Yeah, I absolutely agree with this. I'm keen to avoid the newer players sitting and waiting for a combat, especially. I think that I'll do the cards and models method again, since that way I can move the cards around to demonstrate that, actually, Lady Roaringhorn has decided to speak to the wallflower PC whether he likes it or not.

Yeah, I mean, nobody is ever surprised when a monster approaches to attack, so why should they be when an NPC approaches to talk? In addition, if the players know that they get XP for killing the monster (and therefore generally welcome monsters to attack them) then they should also welcome the opportunity to flip NPCs to Friendly for the same reward.
 

Its absolutely crucial that the PCs have a goal of their own. They need a place to start and a reason to talk to the NPCs. To give an example, I once started a campaign at a high-brow party. This was a pulp game (using Fate instead of D&D) but the principle is the same. The event was a party held by the Nazis in Mexico City. Their goal was a little propaganda to demonstrate Nazi technical prowess, by unveiling a large rock boring machine "designed" for boring railroad tunnels. Each of the PCs started with a small piece of information that not was all that it seemed. One player had discovered that an archeologist/treasure hunter was in the employ of the Nazi. She went to party to find out what the Nazis were really up to. Another, was a spy trying to steal Nazi technology. Another, was trying to ascertain what sort of deal the Mexican government was making with the Germans (if any).

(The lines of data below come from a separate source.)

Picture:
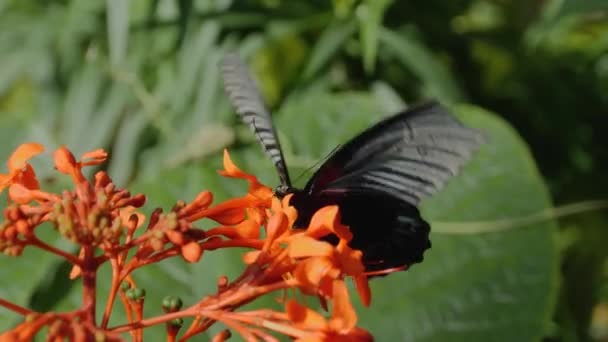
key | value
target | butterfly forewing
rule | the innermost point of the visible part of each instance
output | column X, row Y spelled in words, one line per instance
column 409, row 156
column 248, row 103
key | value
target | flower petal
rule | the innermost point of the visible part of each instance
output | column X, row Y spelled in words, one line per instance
column 22, row 154
column 311, row 272
column 27, row 178
column 94, row 157
column 304, row 317
column 305, row 246
column 192, row 251
column 362, row 286
column 349, row 259
column 20, row 194
column 343, row 317
column 64, row 160
column 327, row 220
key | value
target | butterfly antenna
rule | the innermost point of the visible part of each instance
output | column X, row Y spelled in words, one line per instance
column 386, row 271
column 313, row 166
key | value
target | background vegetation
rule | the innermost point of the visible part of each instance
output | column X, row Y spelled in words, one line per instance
column 141, row 79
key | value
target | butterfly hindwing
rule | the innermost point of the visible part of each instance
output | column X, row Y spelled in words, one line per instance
column 248, row 103
column 409, row 156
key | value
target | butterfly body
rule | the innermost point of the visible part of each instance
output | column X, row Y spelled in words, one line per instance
column 391, row 233
column 377, row 179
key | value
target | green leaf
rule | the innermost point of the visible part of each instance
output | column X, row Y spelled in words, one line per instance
column 500, row 286
column 118, row 29
column 370, row 15
column 330, row 41
column 436, row 78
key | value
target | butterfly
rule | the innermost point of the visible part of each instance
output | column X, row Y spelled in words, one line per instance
column 377, row 179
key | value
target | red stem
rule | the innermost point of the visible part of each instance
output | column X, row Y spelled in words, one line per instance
column 34, row 241
column 89, row 273
column 16, row 308
column 112, row 296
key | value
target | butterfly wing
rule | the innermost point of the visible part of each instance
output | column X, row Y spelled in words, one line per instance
column 409, row 156
column 247, row 101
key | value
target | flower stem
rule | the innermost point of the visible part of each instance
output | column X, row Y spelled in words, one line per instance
column 89, row 273
column 34, row 241
column 16, row 308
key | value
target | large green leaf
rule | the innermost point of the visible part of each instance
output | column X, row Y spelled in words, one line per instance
column 499, row 286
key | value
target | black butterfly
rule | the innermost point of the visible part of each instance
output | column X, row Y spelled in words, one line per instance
column 377, row 179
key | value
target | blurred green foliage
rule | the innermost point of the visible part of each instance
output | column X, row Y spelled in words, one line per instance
column 141, row 79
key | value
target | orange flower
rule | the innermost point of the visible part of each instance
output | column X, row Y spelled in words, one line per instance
column 340, row 327
column 256, row 189
column 20, row 171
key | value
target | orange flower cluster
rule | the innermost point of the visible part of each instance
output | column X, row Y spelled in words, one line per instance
column 102, row 220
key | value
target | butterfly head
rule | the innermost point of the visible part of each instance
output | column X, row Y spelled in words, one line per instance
column 283, row 190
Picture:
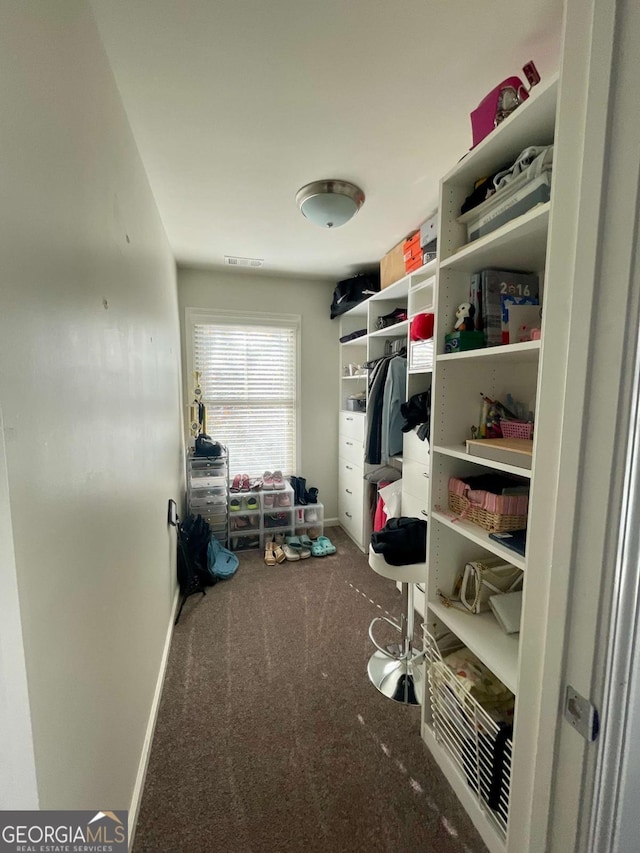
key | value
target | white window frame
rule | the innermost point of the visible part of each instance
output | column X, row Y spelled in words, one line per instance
column 198, row 316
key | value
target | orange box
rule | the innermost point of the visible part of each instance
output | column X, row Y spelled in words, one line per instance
column 392, row 266
column 411, row 247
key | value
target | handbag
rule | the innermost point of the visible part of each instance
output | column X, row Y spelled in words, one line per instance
column 483, row 578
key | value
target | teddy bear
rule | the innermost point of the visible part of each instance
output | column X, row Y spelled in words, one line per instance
column 464, row 317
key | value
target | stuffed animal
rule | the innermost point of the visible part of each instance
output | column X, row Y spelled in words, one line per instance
column 464, row 317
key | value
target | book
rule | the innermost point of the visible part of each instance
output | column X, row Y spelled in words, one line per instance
column 498, row 285
column 511, row 451
column 516, row 540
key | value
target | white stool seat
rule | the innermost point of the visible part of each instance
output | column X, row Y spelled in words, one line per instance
column 411, row 573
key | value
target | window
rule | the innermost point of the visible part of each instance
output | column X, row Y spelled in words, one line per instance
column 249, row 369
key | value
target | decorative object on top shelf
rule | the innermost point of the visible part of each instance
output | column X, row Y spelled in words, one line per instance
column 352, row 291
column 501, row 102
column 494, row 502
column 329, row 203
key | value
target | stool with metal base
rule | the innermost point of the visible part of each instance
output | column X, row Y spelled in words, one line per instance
column 396, row 671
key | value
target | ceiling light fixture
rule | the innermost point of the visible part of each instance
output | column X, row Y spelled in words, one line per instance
column 329, row 203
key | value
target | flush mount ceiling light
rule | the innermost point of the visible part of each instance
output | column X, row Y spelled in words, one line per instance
column 329, row 203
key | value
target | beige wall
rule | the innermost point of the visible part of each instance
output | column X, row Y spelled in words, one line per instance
column 90, row 394
column 234, row 290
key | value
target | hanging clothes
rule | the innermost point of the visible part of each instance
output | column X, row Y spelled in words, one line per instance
column 383, row 407
column 395, row 396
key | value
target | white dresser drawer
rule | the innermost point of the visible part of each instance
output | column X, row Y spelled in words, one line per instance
column 415, row 507
column 415, row 478
column 351, row 449
column 352, row 425
column 350, row 515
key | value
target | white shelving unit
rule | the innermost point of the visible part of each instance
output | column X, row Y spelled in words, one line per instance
column 458, row 380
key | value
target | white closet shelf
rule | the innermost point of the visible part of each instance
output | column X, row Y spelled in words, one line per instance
column 527, row 351
column 458, row 780
column 532, row 123
column 476, row 534
column 520, row 244
column 481, row 633
column 458, row 451
column 398, row 330
column 401, row 287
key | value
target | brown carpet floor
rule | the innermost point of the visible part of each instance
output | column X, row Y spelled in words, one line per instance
column 270, row 738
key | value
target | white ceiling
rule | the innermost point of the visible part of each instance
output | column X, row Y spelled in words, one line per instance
column 235, row 104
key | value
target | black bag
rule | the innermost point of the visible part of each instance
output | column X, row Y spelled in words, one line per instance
column 352, row 291
column 401, row 541
column 206, row 446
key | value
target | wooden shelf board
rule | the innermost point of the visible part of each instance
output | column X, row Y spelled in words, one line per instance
column 481, row 633
column 398, row 330
column 517, row 245
column 527, row 351
column 458, row 451
column 476, row 534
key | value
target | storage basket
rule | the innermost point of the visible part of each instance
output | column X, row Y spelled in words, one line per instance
column 516, row 429
column 478, row 745
column 495, row 513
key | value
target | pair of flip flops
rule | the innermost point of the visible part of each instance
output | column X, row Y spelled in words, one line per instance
column 301, row 547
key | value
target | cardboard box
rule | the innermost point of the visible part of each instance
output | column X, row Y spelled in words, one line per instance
column 392, row 266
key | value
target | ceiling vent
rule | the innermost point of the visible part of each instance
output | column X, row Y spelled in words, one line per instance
column 231, row 261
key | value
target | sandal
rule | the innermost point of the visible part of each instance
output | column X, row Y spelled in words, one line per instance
column 289, row 553
column 327, row 544
column 269, row 555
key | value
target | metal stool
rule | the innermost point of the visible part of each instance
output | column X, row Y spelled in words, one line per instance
column 396, row 671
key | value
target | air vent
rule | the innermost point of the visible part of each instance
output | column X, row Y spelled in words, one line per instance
column 230, row 261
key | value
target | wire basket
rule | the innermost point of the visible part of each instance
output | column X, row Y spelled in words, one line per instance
column 495, row 513
column 477, row 744
column 516, row 429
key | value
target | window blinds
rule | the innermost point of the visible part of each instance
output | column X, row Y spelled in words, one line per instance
column 248, row 379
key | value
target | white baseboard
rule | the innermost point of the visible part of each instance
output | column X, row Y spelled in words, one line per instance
column 138, row 788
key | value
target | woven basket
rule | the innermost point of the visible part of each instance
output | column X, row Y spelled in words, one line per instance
column 495, row 513
column 516, row 429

Of course, the borer was actually a vehicle for traveling deep underground, a subterrene, leading eventually to a set of adventures ala "Journey to the Center of the Earth". The scene worked because each player had a reason to go speak with one or more NPCs. Further, each character brought their own particular skill set to the table. One tried to seduce a German engineer into giving a private ride on the subterrene (with the goal of stealing it of course). Another used his contacts with the local criminal element to create a distraction so he could steal documents unobserved. Another, got the archeologist drunk and guided the conversation towards interesting topics. I only used 3 three scripted events (welcoming speech by the lead German industrialist, the unveiling of the subterrene by the German engineering team, and tours through the subterrene as the party continued). I had a few others prepared, but the players were driving enough of the action that I didn't use them.
 

I recommend keeping rolls to a minimum and using them to corroborate what the players are saying and doing in character. In my experience if rolling is too front and center, players start relying too heavily on them rather than getting into the social and verbal interaction of the scene.
 

Last party like this my group went to involved a few weapon makers seeking a contract for making weapons for the city guard. It was one of the side quests going on that drew the PCs in. They ended up 'testing' the weapons in a sunken pit under the mansion while the lords and ladies looked on. They ended up using the normal weapons instead of their own and kept flipping the ones that rolled bad to the back of the room and getting more off the table.

After the encounter, they made a friend and enemy in the smiths that they said had good vs. poor weapons. They also had noble backers that got involved. There was also a performance by the bard that got an invite back to perform at a wedding later in the year.